5. Throughout the LRDP planning process, students and other community members have asked the Sustainability Office about the California Environmental Quality Act (CEQA) and the Environmental Impact Report (EIR) for the LRDP, and transparency around the process. Could share more information about how CEQA and the EIR process work in relation to our campus?
Because an LRDP affects an area’s physical environment, an evaluation of its impacts is required by CEQA. In fact, every project or plan on our campus undergoes environmental review under CEQA. When a project or plan has the potential for significant impacts, an Environmental Impact Report (EIR) is required. In addition to preventing or minimizing damage to the environment through development of mitigation measures and monitoring, the California Environmental Quality Act serves to disclose to the public the significant environmental effects of a proposed project and enhance public participation in the environmental review process through scoping meetings, public notices, public review, and hearings. State and local public agencies must comply with CEQA before making a discretionary approval of a project.
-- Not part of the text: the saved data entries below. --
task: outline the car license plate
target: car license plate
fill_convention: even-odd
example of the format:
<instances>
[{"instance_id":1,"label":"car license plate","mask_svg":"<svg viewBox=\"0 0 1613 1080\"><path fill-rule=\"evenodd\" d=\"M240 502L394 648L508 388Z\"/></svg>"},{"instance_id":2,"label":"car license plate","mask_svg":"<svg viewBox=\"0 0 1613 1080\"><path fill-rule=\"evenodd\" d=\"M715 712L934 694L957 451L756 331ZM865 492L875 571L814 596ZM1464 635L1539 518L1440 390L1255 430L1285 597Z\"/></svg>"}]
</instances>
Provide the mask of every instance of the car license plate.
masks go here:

For the LRDP, we held about nine open forums during the planning process for broader feedback. That early feedback influenced the final land use plan. Once the LRDP EIR Notice of Preparation was released, we held scoping meetings in March and April 2020, where the public provided comments describing the environmental effects they would like to see analyzed. When the Draft EIR was released in January 2021, we provided a longer review period for comments, and held public hearings describing the impacts and alternatives. We received over a thousand comments on the Draft EIR; these were responded to in the Final EIR. All of this information is on the 2021 LRDP website.
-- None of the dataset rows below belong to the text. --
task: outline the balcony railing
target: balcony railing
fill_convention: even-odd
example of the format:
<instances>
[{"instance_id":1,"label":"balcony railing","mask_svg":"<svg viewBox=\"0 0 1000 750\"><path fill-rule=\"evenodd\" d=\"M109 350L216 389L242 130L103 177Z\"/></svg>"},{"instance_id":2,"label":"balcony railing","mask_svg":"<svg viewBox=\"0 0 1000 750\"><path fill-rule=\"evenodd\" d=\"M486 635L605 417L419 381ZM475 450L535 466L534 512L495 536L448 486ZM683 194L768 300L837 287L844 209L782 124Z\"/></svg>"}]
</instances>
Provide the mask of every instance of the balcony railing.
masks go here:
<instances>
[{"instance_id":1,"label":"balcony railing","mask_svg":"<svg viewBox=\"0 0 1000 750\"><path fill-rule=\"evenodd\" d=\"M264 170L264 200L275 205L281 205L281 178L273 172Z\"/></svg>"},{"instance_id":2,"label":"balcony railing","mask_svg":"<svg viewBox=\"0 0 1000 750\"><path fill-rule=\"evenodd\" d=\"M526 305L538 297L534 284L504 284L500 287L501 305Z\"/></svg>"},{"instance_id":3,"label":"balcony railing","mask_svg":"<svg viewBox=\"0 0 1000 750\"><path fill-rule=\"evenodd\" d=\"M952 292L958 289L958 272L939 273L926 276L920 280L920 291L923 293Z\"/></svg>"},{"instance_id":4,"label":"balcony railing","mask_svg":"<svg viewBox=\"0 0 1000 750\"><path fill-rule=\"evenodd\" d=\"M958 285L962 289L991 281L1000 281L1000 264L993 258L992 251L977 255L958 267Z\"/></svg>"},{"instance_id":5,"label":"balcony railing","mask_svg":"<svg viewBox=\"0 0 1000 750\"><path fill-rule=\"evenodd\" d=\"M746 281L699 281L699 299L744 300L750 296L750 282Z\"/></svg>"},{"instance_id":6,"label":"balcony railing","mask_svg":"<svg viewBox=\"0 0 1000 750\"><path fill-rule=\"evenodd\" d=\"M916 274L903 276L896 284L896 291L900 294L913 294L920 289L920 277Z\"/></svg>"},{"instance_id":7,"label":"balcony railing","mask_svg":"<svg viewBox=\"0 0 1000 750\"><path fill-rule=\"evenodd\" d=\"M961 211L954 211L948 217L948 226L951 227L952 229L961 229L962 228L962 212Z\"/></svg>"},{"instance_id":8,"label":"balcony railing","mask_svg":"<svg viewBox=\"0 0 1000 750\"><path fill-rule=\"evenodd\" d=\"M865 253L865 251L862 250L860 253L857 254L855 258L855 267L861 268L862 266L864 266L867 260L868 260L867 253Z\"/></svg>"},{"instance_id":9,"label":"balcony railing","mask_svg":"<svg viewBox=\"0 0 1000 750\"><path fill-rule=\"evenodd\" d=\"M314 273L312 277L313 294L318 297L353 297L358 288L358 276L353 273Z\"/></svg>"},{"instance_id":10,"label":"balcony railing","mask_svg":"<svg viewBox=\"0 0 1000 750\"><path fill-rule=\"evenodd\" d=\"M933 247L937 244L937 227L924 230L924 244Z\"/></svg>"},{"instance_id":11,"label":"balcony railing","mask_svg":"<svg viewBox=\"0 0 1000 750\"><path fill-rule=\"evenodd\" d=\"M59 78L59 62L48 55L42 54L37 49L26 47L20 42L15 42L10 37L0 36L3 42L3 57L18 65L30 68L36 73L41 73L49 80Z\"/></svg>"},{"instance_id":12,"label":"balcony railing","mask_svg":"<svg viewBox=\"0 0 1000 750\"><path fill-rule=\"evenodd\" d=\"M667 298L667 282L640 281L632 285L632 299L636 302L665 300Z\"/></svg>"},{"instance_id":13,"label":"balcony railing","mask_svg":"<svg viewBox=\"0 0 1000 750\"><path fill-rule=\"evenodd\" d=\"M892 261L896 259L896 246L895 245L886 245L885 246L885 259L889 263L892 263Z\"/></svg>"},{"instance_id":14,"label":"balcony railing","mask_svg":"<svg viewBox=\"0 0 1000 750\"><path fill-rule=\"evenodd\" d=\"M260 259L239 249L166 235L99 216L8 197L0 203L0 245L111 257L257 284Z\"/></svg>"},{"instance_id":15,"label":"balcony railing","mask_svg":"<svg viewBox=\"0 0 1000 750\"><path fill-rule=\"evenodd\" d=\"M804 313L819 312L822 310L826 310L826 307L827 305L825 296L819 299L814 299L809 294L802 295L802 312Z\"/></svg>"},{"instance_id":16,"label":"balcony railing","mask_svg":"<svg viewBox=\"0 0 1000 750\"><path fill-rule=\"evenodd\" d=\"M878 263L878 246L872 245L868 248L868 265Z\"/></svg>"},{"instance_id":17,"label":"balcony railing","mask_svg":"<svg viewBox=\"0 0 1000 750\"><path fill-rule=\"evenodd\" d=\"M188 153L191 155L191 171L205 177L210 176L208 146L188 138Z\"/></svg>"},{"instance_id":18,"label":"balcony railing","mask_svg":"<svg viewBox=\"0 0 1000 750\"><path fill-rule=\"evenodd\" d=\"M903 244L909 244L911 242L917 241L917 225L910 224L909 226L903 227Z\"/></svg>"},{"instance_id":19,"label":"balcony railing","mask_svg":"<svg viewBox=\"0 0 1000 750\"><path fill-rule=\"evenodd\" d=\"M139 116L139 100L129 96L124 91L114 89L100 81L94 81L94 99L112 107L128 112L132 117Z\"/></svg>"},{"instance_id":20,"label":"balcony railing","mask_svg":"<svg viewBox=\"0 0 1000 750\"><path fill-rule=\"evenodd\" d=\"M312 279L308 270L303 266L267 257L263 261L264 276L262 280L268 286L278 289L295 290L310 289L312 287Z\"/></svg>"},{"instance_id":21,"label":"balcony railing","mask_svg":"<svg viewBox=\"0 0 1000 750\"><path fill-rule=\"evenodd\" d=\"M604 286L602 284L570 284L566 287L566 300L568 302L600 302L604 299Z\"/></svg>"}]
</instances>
6. Is there anything else about the work you do that you would like to share?
It’s a privilege to be able to work on our spectacular campus! I work with amazing people – from our students and faculty to our staff. I really enjoy the collaboration required in what I do, and am always learning from the people I work with and the challenges we encounter as we think about stewarding our campus environment.

In particular, Senior Environmental Planner Erika Carpenter, Senior Physical Planner Oxo Slayer and GIS Analyst Parker Welch are my colleagues in the planning department on campus and have been instrumental partners in the development of the LRDP and ongoing planning efforts.

7. Lastly , what do you do for fun outside of work?
I like to be outdoors, running, cycling, hiking, swimming, skiing. I like to travel, read, bake, and hang out with family and friends.